— Ch. 1 · The Pact That Divided Nations —
Baltic Way.
~6 min read · Ch. 1 of 6
On the 23rd of August 1939, a secret agreement between Nazi Germany and the Soviet Union divided Eastern Europe into spheres of influence. This document, known as the Molotov-Ribbentrop Pact, assigned Estonia, Latvia, Lithuania, Finland, Poland, Romania, and parts of Czechoslovakia to either Berlin or Moscow. The text remained hidden from the public for decades while the Soviet Union denied its existence. Western scholars published the protocols during the Nuremberg Trials, yet official Soviet propaganda insisted that all three Baltic states had voluntarily joined the union. The People's Parliaments in each republic petitioned the Supreme Soviet to be admitted, creating a narrative of consent that ignored the reality of military occupation. By June 1940, Soviet forces had invaded and occupied the Baltic countries following the pact's terms. For more than forty-five years, the central government in Moscow treated these nations as constituent republics rather than independent entities. The denial of the secret protocols became a cornerstone of Soviet legitimacy until activists began demanding their public revelation.
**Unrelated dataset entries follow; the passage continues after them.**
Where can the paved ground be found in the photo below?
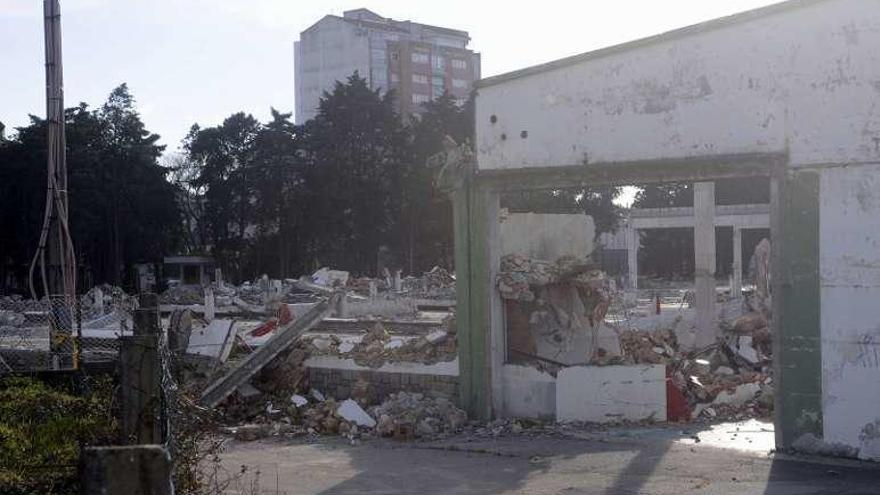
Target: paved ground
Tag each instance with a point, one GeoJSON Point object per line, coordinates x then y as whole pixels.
{"type": "Point", "coordinates": [618, 461]}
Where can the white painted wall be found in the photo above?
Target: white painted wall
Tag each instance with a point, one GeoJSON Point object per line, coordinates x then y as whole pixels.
{"type": "Point", "coordinates": [527, 393]}
{"type": "Point", "coordinates": [806, 80]}
{"type": "Point", "coordinates": [547, 236]}
{"type": "Point", "coordinates": [849, 260]}
{"type": "Point", "coordinates": [608, 394]}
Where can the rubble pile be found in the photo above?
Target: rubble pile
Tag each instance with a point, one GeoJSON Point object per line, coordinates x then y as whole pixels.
{"type": "Point", "coordinates": [402, 415]}
{"type": "Point", "coordinates": [378, 347]}
{"type": "Point", "coordinates": [520, 277]}
{"type": "Point", "coordinates": [182, 294]}
{"type": "Point", "coordinates": [408, 415]}
{"type": "Point", "coordinates": [438, 283]}
{"type": "Point", "coordinates": [641, 347]}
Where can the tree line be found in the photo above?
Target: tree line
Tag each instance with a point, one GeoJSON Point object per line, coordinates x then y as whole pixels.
{"type": "Point", "coordinates": [273, 197]}
{"type": "Point", "coordinates": [350, 188]}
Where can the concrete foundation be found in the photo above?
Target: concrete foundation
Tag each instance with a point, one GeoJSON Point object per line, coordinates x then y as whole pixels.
{"type": "Point", "coordinates": [130, 470]}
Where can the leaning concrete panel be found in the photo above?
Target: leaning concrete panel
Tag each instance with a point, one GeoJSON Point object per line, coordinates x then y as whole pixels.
{"type": "Point", "coordinates": [605, 394]}
{"type": "Point", "coordinates": [850, 314]}
{"type": "Point", "coordinates": [789, 79]}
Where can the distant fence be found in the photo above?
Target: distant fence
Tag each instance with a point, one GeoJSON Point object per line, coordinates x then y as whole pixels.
{"type": "Point", "coordinates": [55, 333]}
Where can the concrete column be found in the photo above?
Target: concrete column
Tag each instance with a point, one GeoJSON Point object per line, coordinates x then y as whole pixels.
{"type": "Point", "coordinates": [632, 257]}
{"type": "Point", "coordinates": [736, 281]}
{"type": "Point", "coordinates": [497, 325]}
{"type": "Point", "coordinates": [704, 262]}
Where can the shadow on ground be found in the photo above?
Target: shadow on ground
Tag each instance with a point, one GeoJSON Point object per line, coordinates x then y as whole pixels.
{"type": "Point", "coordinates": [661, 461]}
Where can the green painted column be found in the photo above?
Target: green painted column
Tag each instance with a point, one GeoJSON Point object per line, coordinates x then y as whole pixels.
{"type": "Point", "coordinates": [796, 298]}
{"type": "Point", "coordinates": [472, 291]}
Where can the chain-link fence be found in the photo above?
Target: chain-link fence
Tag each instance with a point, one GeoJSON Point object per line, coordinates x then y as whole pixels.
{"type": "Point", "coordinates": [59, 333]}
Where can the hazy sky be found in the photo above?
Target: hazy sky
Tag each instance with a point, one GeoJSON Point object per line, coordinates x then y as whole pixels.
{"type": "Point", "coordinates": [189, 61]}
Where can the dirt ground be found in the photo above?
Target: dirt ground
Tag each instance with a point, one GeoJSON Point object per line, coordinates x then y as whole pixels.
{"type": "Point", "coordinates": [644, 460]}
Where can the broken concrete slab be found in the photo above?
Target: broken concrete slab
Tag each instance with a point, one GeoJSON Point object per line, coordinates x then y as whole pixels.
{"type": "Point", "coordinates": [281, 339]}
{"type": "Point", "coordinates": [214, 340]}
{"type": "Point", "coordinates": [353, 413]}
{"type": "Point", "coordinates": [604, 394]}
{"type": "Point", "coordinates": [738, 396]}
{"type": "Point", "coordinates": [437, 336]}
Organizing A Chain Across Three States
Mikhail Gorbachev's reforms of glasnost and perestroika allowed street demonstrations to grow in popularity across the Soviet bloc by 1989. On the 23rd of August 1986, Black Ribbon Day protests occurred in twenty-one Western cities including New York, Ottawa, London, Stockholm, Seattle, Los Angeles, Perth, and Washington D.C. These events brought worldwide attention to human rights violations committed by the Soviet Union. In 1987, similar protests expanded to thirty-six cities worldwide, with Vilnius in Lithuania joining the effort. Activists held additional rallies against the Molotov-Ribbentrop Pact in Tallinn and Riga during the same year. By 1988, Soviet authorities sanctioned such protests for the first time without resorting to police violence or mass arrests. The idea of a massive human chain emerged from a trilateral meeting in Pärnu on the 15th of July 1989. An official agreement was reached between Baltic activists in Cēvis on the 12th of August. Local Communist Party authorities approved the protest while petitions denouncing Soviet occupation gathered hundreds of thousands of signatures. Organizers mapped out specific locations for each city and town to ensure the chain remained uninterrupted. Free bus rides were provided for those lacking other transportation options. Special radio broadcasts coordinated the effort on the day of the event when Estonia declared a public holiday.